I'm able to implement the code in python, but getting this error while implementing in spark udf.
PythonException: 'ImportError: cannot import name 'CommitOperationAdd' from 'huggingface_hub' (/databricks/python/lib/python3.8/site-packages/huggingface_hub/init.py)'.
can we use tuner007/pegasus_qa model in spark udf ?
This is the code
import torch
from transformers import PegasusForConditionalGeneration, PegasusTokenizer
model_name = 'tuner007/pegasus_qa'
torch_device = 'cuda' if torch.cuda.is_available() else 'cpu'
tokenizer = PegasusTokenizer.from_pretrained(model_name)
model = PegasusForConditionalGeneration.from_pretrained(model_name).to(torch_device)
def get_answer(df):
question = df['question'][0]
context = df['brand_desc'][0]
model_inputs = tokenizer(question, context, truncation=True, padding='longest', return_tensors="pt").to(torch_device)

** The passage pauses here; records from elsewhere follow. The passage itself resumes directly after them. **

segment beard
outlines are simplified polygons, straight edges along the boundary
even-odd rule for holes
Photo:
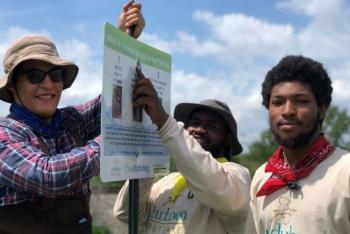
[[[270,123],[270,128],[271,128],[272,134],[275,136],[275,139],[279,145],[286,148],[300,148],[309,143],[309,141],[312,139],[312,136],[315,134],[315,132],[318,131],[320,123],[321,123],[320,115],[317,114],[317,117],[316,117],[316,120],[314,121],[312,129],[309,132],[300,134],[299,136],[293,139],[282,138],[277,133],[277,131],[273,130],[273,128],[271,127],[271,123]]]
[[[205,149],[206,151],[209,151],[211,153],[211,155],[213,155],[214,158],[218,158],[218,157],[223,157],[226,155],[225,154],[225,143],[217,143],[214,145],[206,145],[206,146],[202,146],[203,149]]]

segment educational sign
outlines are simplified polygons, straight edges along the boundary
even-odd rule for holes
[[[136,66],[150,79],[170,113],[171,57],[111,24],[104,28],[101,105],[101,179],[104,182],[161,176],[169,155],[156,125],[142,107],[133,107]]]

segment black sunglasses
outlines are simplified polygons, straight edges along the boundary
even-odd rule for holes
[[[21,71],[20,73],[26,74],[27,79],[31,84],[39,84],[43,82],[46,75],[49,75],[51,81],[55,83],[63,81],[63,79],[66,76],[66,70],[62,67],[53,68],[46,72],[36,68],[32,68],[25,71]]]

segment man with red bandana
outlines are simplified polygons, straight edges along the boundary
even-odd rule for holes
[[[321,131],[332,99],[326,70],[286,56],[266,75],[262,96],[280,146],[252,181],[257,233],[349,233],[350,153]]]

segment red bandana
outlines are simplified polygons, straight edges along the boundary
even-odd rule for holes
[[[294,168],[291,168],[288,163],[285,163],[282,147],[279,146],[268,159],[265,167],[265,172],[272,172],[272,175],[256,195],[258,197],[269,195],[290,183],[293,184],[294,188],[297,188],[295,181],[308,176],[332,150],[333,146],[321,135],[306,152],[304,159]]]

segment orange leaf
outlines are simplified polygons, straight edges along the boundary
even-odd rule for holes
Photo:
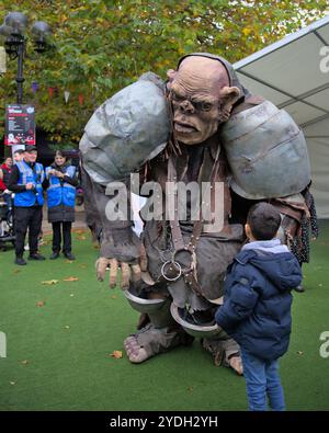
[[[113,351],[110,356],[120,360],[122,357],[122,351]]]
[[[47,280],[47,281],[42,281],[42,284],[52,285],[52,284],[57,284],[59,280]]]
[[[63,281],[71,282],[71,281],[79,281],[79,278],[77,276],[68,276],[67,278],[64,278]]]

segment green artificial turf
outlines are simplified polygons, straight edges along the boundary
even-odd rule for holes
[[[293,333],[281,361],[288,410],[329,409],[329,357],[319,354],[329,331],[329,224],[305,265],[306,293],[294,294]],[[50,247],[42,247],[50,254]],[[215,367],[194,341],[190,347],[128,362],[123,340],[138,314],[123,293],[94,276],[98,251],[89,235],[73,233],[77,261],[13,264],[0,251],[0,410],[246,410],[243,378]],[[79,281],[65,282],[67,277]],[[43,281],[58,280],[54,285]],[[44,303],[37,306],[37,303]],[[123,357],[110,356],[122,351]]]

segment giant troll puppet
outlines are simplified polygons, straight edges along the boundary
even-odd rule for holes
[[[101,243],[98,278],[110,269],[114,287],[121,269],[121,287],[140,312],[124,341],[129,361],[198,337],[217,365],[241,374],[239,346],[214,312],[256,201],[277,206],[279,236],[300,263],[308,260],[316,216],[303,133],[287,113],[251,95],[225,59],[192,54],[168,71],[166,83],[149,72],[107,100],[87,124],[80,150],[88,224]],[[122,184],[152,203],[140,238],[132,218],[117,212],[129,198]],[[204,193],[188,194],[184,216],[178,184]]]

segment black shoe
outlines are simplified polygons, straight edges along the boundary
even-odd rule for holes
[[[20,266],[23,266],[24,264],[27,264],[26,261],[23,258],[16,258],[14,263],[19,264]]]
[[[298,293],[304,293],[305,288],[302,286],[302,284],[299,284],[297,287],[294,288],[294,290]]]
[[[46,258],[36,252],[35,254],[30,254],[29,260],[46,260]]]
[[[59,252],[53,252],[53,254],[49,257],[50,260],[55,260],[59,258]]]
[[[65,252],[64,255],[65,255],[68,260],[76,260],[76,257],[75,257],[71,252]]]

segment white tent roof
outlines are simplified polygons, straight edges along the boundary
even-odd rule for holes
[[[280,109],[303,128],[309,151],[318,216],[329,218],[329,15],[237,61],[241,83]],[[324,49],[324,48],[322,48]],[[327,59],[326,59],[327,58]]]

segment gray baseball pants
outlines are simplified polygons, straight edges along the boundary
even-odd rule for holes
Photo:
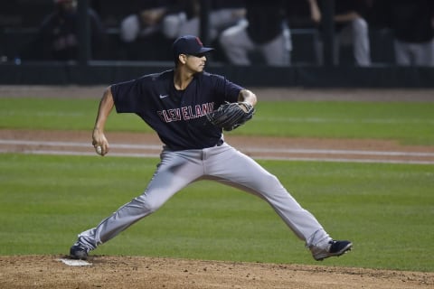
[[[80,233],[80,242],[90,250],[95,249],[199,180],[213,180],[263,199],[307,247],[322,247],[331,239],[316,218],[297,202],[276,176],[223,143],[221,146],[197,150],[165,148],[161,162],[143,194],[120,207],[96,228]]]

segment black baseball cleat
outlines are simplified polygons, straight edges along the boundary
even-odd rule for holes
[[[88,252],[89,250],[86,249],[86,247],[84,247],[80,243],[75,243],[70,249],[70,257],[78,260],[87,260]]]
[[[338,256],[351,250],[353,243],[350,241],[335,241],[328,242],[329,246],[324,250],[313,254],[314,259],[316,261],[323,261],[329,256]]]

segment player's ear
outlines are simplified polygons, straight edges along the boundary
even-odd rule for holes
[[[185,62],[187,61],[187,55],[185,54],[179,54],[178,55],[178,61],[179,62],[183,63],[183,64],[185,64]]]

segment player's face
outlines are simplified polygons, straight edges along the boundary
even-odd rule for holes
[[[187,55],[185,65],[194,72],[202,72],[205,68],[206,57],[204,54]]]

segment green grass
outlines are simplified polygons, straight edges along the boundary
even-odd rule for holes
[[[79,232],[141,193],[156,163],[0,154],[0,255],[68,253]],[[93,254],[434,271],[434,165],[260,163],[354,251],[316,263],[264,201],[201,182]]]
[[[0,128],[90,130],[98,99],[0,98]],[[392,139],[434,145],[434,103],[260,101],[249,124],[231,134]],[[151,132],[135,115],[108,118],[109,131]]]

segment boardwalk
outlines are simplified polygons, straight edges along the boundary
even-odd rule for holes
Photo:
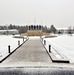
[[[51,63],[51,59],[43,47],[40,38],[30,38],[2,62],[2,64],[8,66],[41,66],[47,63]]]

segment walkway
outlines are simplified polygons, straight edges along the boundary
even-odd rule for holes
[[[51,63],[40,38],[30,38],[1,64],[5,66],[41,66]]]

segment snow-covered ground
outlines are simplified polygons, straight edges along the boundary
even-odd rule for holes
[[[44,38],[43,40],[46,40],[45,47],[47,50],[51,45],[51,50],[56,54],[56,57],[60,58],[61,55],[74,63],[74,35],[60,35],[53,38]]]
[[[18,41],[22,44],[23,38],[13,38],[13,35],[0,35],[0,59],[8,55],[8,45],[10,45],[10,49],[13,51],[18,47]]]

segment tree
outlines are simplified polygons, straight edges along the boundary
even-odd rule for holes
[[[72,28],[71,28],[71,26],[68,28],[67,33],[70,34],[70,35],[72,36],[72,33],[73,33],[73,32],[72,32]]]
[[[55,34],[57,30],[53,25],[51,25],[50,31]]]

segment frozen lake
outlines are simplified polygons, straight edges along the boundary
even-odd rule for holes
[[[13,35],[0,35],[0,57],[8,54],[8,45],[10,45],[11,51],[17,48],[18,41],[22,44],[23,38],[13,38]]]
[[[60,35],[53,38],[44,38],[44,40],[46,40],[47,49],[51,45],[62,57],[64,56],[70,63],[74,63],[74,35]]]

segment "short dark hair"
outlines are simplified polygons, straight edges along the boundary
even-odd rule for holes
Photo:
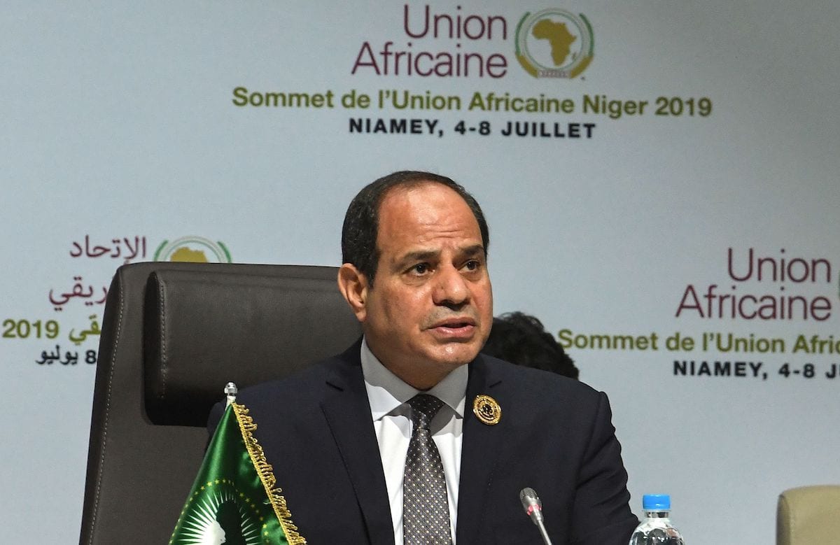
[[[487,247],[490,245],[490,232],[481,207],[472,195],[451,178],[431,172],[400,170],[365,186],[347,207],[344,224],[341,229],[342,263],[352,264],[367,276],[368,281],[372,285],[376,275],[376,266],[379,265],[380,252],[376,246],[376,237],[382,199],[394,188],[412,187],[429,182],[451,188],[467,203],[481,231],[481,244],[486,255]]]
[[[481,352],[517,365],[578,378],[578,368],[557,339],[545,330],[542,322],[523,312],[508,312],[493,318],[493,328]]]

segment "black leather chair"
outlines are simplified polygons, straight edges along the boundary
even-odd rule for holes
[[[336,273],[163,262],[117,270],[99,345],[80,543],[169,542],[225,384],[281,377],[360,335]]]

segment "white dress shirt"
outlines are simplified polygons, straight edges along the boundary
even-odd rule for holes
[[[434,396],[444,401],[429,427],[444,464],[449,500],[449,531],[454,543],[464,437],[464,405],[469,377],[467,366],[457,367],[434,387],[421,392],[386,369],[370,352],[365,339],[362,340],[361,360],[365,387],[370,402],[370,416],[385,470],[395,545],[402,545],[402,475],[412,438],[411,406],[407,401],[419,393]]]

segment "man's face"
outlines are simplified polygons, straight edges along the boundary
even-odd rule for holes
[[[397,187],[381,204],[376,246],[376,276],[357,312],[368,346],[403,380],[430,388],[475,359],[492,326],[478,223],[445,186]]]

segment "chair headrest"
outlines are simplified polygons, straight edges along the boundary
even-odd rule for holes
[[[204,426],[228,381],[241,389],[282,377],[360,335],[335,268],[253,267],[149,276],[144,378],[154,423]]]

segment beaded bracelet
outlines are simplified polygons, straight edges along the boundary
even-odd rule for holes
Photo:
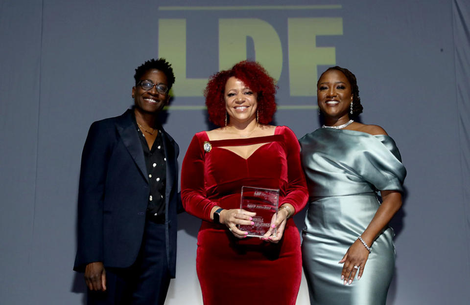
[[[359,239],[359,240],[360,240],[361,242],[362,242],[362,244],[364,245],[364,246],[366,247],[366,249],[367,249],[367,250],[369,251],[369,253],[370,253],[372,251],[372,249],[371,249],[371,247],[367,245],[367,244],[366,243],[366,242],[364,241],[364,240],[362,239],[362,238],[361,237],[361,236],[359,235],[359,236],[358,236],[357,238]]]

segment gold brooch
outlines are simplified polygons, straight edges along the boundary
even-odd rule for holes
[[[211,145],[211,143],[207,141],[204,142],[204,151],[206,152],[209,152],[211,151],[211,150],[212,149],[212,145]]]

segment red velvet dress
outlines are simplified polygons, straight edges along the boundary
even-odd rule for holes
[[[212,150],[204,151],[205,141]],[[266,143],[247,159],[220,147]],[[300,238],[289,218],[277,244],[257,238],[238,239],[210,213],[215,205],[240,207],[242,186],[280,189],[279,206],[300,211],[308,195],[300,146],[285,126],[272,136],[209,141],[193,137],[183,162],[181,195],[189,214],[203,219],[197,237],[196,269],[204,304],[295,304],[302,276]]]

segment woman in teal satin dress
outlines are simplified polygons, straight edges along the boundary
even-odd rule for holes
[[[388,224],[401,206],[406,171],[382,128],[352,119],[362,110],[354,74],[329,68],[317,87],[325,124],[299,140],[309,192],[302,256],[310,303],[385,304],[395,261]]]

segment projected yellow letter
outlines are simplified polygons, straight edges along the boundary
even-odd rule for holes
[[[289,18],[289,74],[291,96],[317,92],[317,66],[336,64],[334,47],[317,47],[319,35],[343,35],[343,19]]]
[[[247,36],[253,39],[256,60],[279,80],[282,69],[281,40],[271,24],[259,19],[219,20],[219,68],[230,68],[246,59]]]
[[[158,56],[173,67],[176,82],[172,88],[176,96],[202,96],[207,79],[186,78],[186,20],[160,19]]]

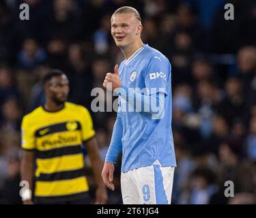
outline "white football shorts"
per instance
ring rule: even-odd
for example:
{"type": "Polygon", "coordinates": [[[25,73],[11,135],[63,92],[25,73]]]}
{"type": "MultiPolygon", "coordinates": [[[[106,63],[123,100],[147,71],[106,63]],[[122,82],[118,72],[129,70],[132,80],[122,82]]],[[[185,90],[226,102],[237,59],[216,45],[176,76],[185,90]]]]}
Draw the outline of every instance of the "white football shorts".
{"type": "Polygon", "coordinates": [[[150,166],[122,172],[124,204],[171,204],[174,169],[155,162],[150,166]]]}

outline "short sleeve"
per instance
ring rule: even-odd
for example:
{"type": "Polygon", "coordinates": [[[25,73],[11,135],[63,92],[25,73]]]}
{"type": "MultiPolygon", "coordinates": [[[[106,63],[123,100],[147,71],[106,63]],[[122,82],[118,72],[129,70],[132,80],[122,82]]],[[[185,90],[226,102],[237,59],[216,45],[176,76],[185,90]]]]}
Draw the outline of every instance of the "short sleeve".
{"type": "Polygon", "coordinates": [[[92,119],[88,110],[84,107],[81,114],[82,139],[87,141],[95,136],[92,119]]]}
{"type": "Polygon", "coordinates": [[[29,120],[25,116],[21,123],[21,147],[25,150],[35,149],[35,138],[34,131],[29,125],[29,120]]]}
{"type": "Polygon", "coordinates": [[[159,92],[167,94],[167,84],[171,74],[171,65],[162,57],[154,56],[149,61],[144,73],[145,85],[150,94],[159,92]]]}

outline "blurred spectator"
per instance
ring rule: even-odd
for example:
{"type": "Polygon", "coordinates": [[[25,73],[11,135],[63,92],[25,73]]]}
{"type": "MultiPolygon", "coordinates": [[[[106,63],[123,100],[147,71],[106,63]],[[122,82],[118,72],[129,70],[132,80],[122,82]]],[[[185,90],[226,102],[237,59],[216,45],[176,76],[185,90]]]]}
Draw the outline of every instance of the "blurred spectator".
{"type": "Polygon", "coordinates": [[[0,105],[11,97],[20,96],[14,76],[8,67],[0,66],[0,105]]]}
{"type": "MultiPolygon", "coordinates": [[[[124,60],[111,35],[110,16],[124,5],[141,12],[143,43],[158,48],[171,63],[177,161],[173,203],[254,202],[256,3],[230,0],[235,20],[225,20],[226,3],[0,1],[0,202],[18,203],[20,120],[44,102],[41,78],[49,69],[67,73],[69,101],[91,110],[91,101],[98,97],[105,111],[112,108],[115,98],[107,99],[107,93],[100,88],[105,73],[124,60]],[[29,5],[29,20],[17,16],[22,3],[29,5]],[[91,96],[93,88],[100,88],[102,95],[91,96]],[[210,176],[210,171],[216,175],[210,176]],[[212,183],[211,176],[216,176],[217,182],[212,183]],[[236,191],[229,200],[223,195],[227,180],[234,182],[236,191]]],[[[116,114],[91,114],[103,158],[116,114]]],[[[119,161],[116,166],[117,189],[109,192],[110,204],[122,203],[119,161]]]]}
{"type": "Polygon", "coordinates": [[[20,52],[18,54],[18,61],[20,69],[32,70],[37,64],[40,64],[46,59],[45,51],[40,48],[33,39],[23,42],[20,52]]]}
{"type": "Polygon", "coordinates": [[[15,98],[7,99],[1,106],[2,120],[0,129],[6,131],[20,130],[21,109],[15,98]]]}
{"type": "Polygon", "coordinates": [[[238,119],[244,119],[247,113],[241,82],[236,78],[228,78],[225,84],[226,96],[218,106],[218,112],[229,125],[238,119]]]}
{"type": "Polygon", "coordinates": [[[256,116],[252,117],[249,126],[249,134],[246,138],[247,156],[256,161],[256,116]]]}
{"type": "Polygon", "coordinates": [[[0,204],[21,204],[19,195],[20,187],[20,158],[12,154],[8,158],[7,175],[0,187],[0,204]]]}

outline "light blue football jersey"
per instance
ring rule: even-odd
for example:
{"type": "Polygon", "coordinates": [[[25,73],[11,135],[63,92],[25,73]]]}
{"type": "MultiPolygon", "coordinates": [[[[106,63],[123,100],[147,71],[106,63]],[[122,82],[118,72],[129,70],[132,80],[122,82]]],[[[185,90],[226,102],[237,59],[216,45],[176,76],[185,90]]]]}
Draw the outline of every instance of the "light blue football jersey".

translated = model.generate(**model_inputs, max_new_tokens=100)
tgt_text = tokenizer.batch_decode(translated, skip_special_tokens=True)
df['answer'] = tgt_text[0]
df['error'] = ''
return df
data = {
'id': [
1,
2,
3
],
'context': [
'DeepSet DeBERTa is a powerful transformer-based model.',
'It is trained on the SQuAD 2.0 dataset.',
'Apple is good for health.'
],
'question': [
'What is DeepSet DeBERTa?',
'What dataset is DeBERTa trained on?',
'What is fruit name?'
]
}
pandas_df = pd.DataFrame(data)
df1 = spark.createDataFrame(pandas_df)
peagasus_model_output_df = (
df1
.groupby(['id'])
.applyInPandas(get_answer, schema = schema)
)
transformers version : 4.30.2
huggingface-hub Version: 0.15.1
Issue- I'm able to implement this code in python, but getting this error while implementing in spark udf.
PythonException: 'ImportError: cannot import name 'CommitOperationAdd' from 'huggingface_hub' (/databricks/python/lib/python3.8/site-packages/huggingface_hub/init.py)'.